In this interesting and well-researched book, Piers Legh argues that the Conservative Party has been crucial to the development of comprehensive education in the UK, influencing the form and shape that it has taken since the early twentieth century. The book is extremely detailed, and would certainly be of considerable interest and use to those researching and teaching on education policy or Conservative party domestic policy-making in the twentieth century (although the book does expand out to the Boris Johnson era, so could easily argue that it covers the first years of the twenty-first century as well). Each chapter is informative, descriptive, and an excellent account of the key events in education policy, with some excellent analysis of the underlying causes and impacts of different policies or personnel changes at the Department for Education. The author should be praised for this. Covering the entire twentieth century in policy terms is no mean feat. Not only do the people change, often the policies and priorities change enormously, and the author shows a depth of understanding of the key issues here.
I do, however, have some lingering doubts over the stated aim of the book. The book itself is very good, and justified in its own right, but Legh argues something very specific. He argues that the Conservative Party is often thought to be preoccupied with the grammar school model of selective education and that its interest in comprehensive education has been limited. Conversely, the interests of the Labour Party in selective education have been assumed to be overshadowed by its commitment to more equality in the education system. “It is a commonly made assumption that the Labour Party are opposed to selection and grammar schools in the interest of equality, while the Conservatives very much believe in the meritocracy and back grammar schools to the hilt with committed fervour. However, I shall show in this book that the truth historically has not been so simple” (1), Legh writes. I think that this claim might be somewhat exaggerated, although that does not fundamentally undermine the excellent research and work that is evident in this book.
While it is clear from a reading of Legh's work that the Conservatives have been very keen to maintain certain key elements of the education system, including the selective nature of it and the ability of some parents to pay for their child's education, most British politics academics would argue that the impact of the Conservative Party on comprehensive schooling in the UK has been huge.
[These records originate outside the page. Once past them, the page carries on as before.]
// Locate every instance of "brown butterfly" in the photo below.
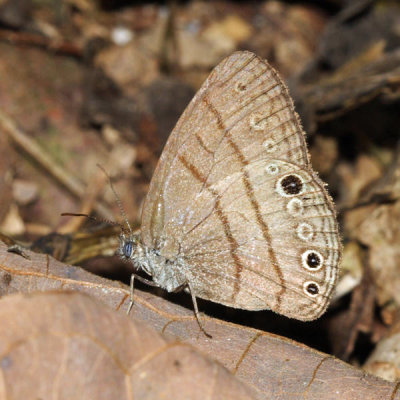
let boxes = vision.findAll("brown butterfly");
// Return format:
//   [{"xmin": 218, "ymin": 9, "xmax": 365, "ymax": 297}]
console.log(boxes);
[{"xmin": 118, "ymin": 51, "xmax": 341, "ymax": 335}]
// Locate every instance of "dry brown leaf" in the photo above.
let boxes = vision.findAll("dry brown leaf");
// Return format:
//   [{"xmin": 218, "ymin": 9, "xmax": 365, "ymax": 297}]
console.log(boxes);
[
  {"xmin": 300, "ymin": 48, "xmax": 400, "ymax": 124},
  {"xmin": 0, "ymin": 291, "xmax": 257, "ymax": 399},
  {"xmin": 328, "ymin": 260, "xmax": 375, "ymax": 360},
  {"xmin": 202, "ymin": 15, "xmax": 253, "ymax": 48},
  {"xmin": 364, "ymin": 317, "xmax": 400, "ymax": 382},
  {"xmin": 309, "ymin": 135, "xmax": 338, "ymax": 175},
  {"xmin": 1, "ymin": 240, "xmax": 399, "ymax": 399},
  {"xmin": 354, "ymin": 201, "xmax": 400, "ymax": 309},
  {"xmin": 336, "ymin": 154, "xmax": 383, "ymax": 206},
  {"xmin": 249, "ymin": 2, "xmax": 326, "ymax": 77},
  {"xmin": 333, "ymin": 241, "xmax": 363, "ymax": 301},
  {"xmin": 95, "ymin": 44, "xmax": 159, "ymax": 96}
]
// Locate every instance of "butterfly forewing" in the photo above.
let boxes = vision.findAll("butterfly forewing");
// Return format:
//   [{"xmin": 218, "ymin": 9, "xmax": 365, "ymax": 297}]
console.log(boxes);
[{"xmin": 140, "ymin": 51, "xmax": 341, "ymax": 320}]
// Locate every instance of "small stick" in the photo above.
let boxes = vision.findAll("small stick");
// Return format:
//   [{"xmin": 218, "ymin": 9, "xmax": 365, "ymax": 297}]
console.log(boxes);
[
  {"xmin": 0, "ymin": 30, "xmax": 83, "ymax": 58},
  {"xmin": 0, "ymin": 110, "xmax": 112, "ymax": 219}
]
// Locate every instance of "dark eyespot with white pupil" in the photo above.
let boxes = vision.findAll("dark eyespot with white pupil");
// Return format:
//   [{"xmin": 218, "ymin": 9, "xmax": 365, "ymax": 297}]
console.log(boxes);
[
  {"xmin": 281, "ymin": 175, "xmax": 303, "ymax": 195},
  {"xmin": 306, "ymin": 283, "xmax": 319, "ymax": 295},
  {"xmin": 123, "ymin": 241, "xmax": 133, "ymax": 258},
  {"xmin": 307, "ymin": 252, "xmax": 321, "ymax": 268}
]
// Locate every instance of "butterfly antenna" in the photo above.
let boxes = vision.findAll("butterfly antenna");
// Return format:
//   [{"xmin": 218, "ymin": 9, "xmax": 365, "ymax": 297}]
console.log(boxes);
[
  {"xmin": 60, "ymin": 213, "xmax": 124, "ymax": 229},
  {"xmin": 97, "ymin": 164, "xmax": 133, "ymax": 235}
]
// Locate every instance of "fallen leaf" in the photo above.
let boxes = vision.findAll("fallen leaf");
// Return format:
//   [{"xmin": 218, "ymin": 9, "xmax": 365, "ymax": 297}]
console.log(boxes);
[
  {"xmin": 364, "ymin": 316, "xmax": 400, "ymax": 382},
  {"xmin": 0, "ymin": 240, "xmax": 399, "ymax": 399},
  {"xmin": 0, "ymin": 291, "xmax": 257, "ymax": 399}
]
There is no doubt about such a thing. As Secretary of State for Education in the Heath government, Margaret Thatcher introduced more comprehensive schools to the UK than Anthony Crosland had under Wilson, despite his desire to encourage the proliferation of comprehensive schools. Conversely, many Labour politicians have sent their own children to grammar schools, and selective education has not been eradicated in the UK. Perhaps the middle ground is where both parties sit, with the Conservatives more supportive of selective education but accepting of the comprehensive school model and the reverse being true for Labour. Neither is currently seriously committed to eradicating either model, so we have to assume they have no great hatred of either.
That minor issue put to one side, this is an excellent book with a wide range. I would recommend it to students and academics alike. It also recognizes the fact that education policy has been something of a poor relation in academic writing. While there are some excellent examples, the library of books focused on the policy-making behind education policy has not been as extensive as other policy areas, and this book makes a considerable contribution to that field.